The strengths and weaknesses of OpenGL compared to other APIs (such as D3D11, D3D12 and Mantle) and the recent talk Approaching Zero Driver Overhead (AZDO) have become topics of hot discussion. AZDO talk included a nice tool called “apitest” that allows us to compares a number of solutions in OpenGL and D3D. Hard data is always better than hand-wavy arguments. In the AZDO talk, data from “apitest” was shown for Nvidia hardware but no numbers were given for either Intel or AMD hardware. Michael Marks ran the tool on Linux and had some interesting results to report that imply that AMD’s driver have higher overhead than Nvidia’s driver.
However, I wanted to answer slightly different questions. For example, if we just restrict to AMD hardware, how does the performance compare to D3D? What is the performance and compatibility difference between Windows and Linux? And what is the performance of various approaches across hardware generations? With these questions in mind, I built and ran the apitool on some AMD hardware on both Linux and Windows.
Hardware: AMD A10-5750M APU with 8650G graphics (VLIW4) + 8750M (GCN) switchable graphics. Catalyst 14.4 installed on both Linux and Windows. Catalyst allows explicit selection of graphics processor. Laptop has a 1366×768 screen.

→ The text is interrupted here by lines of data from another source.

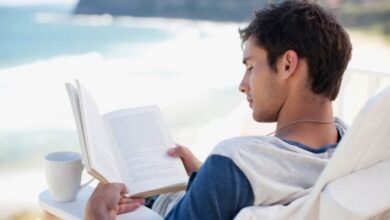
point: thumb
(180, 151)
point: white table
(75, 210)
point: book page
(75, 103)
(143, 139)
(102, 158)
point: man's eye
(249, 68)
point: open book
(127, 145)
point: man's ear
(288, 63)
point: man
(295, 55)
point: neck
(308, 121)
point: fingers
(128, 200)
(181, 151)
(128, 205)
(124, 208)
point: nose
(244, 87)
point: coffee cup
(63, 175)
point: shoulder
(239, 146)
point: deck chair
(356, 182)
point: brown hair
(312, 33)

Build: On Windows, built for Win32 (i.e. 32-bit) using VS 2012 Express and DX SDK (June 2010). Release setting was used. On Linux, built for 64-bit using G++ 4.8 on OpenSUSE 13.1. Required one patch in SDL cmake file.
Run: Tool was run using “apitest.exe -a oglcore -b -t 15” which is the same setting as Michael Marks. On Linux, it was run under KDE and desktop effects were kept disabled in case that makes a difference.
Issues encountered:
I encountered some issues. I am not sure if the error is in the application, the user (i.e me) or the driver.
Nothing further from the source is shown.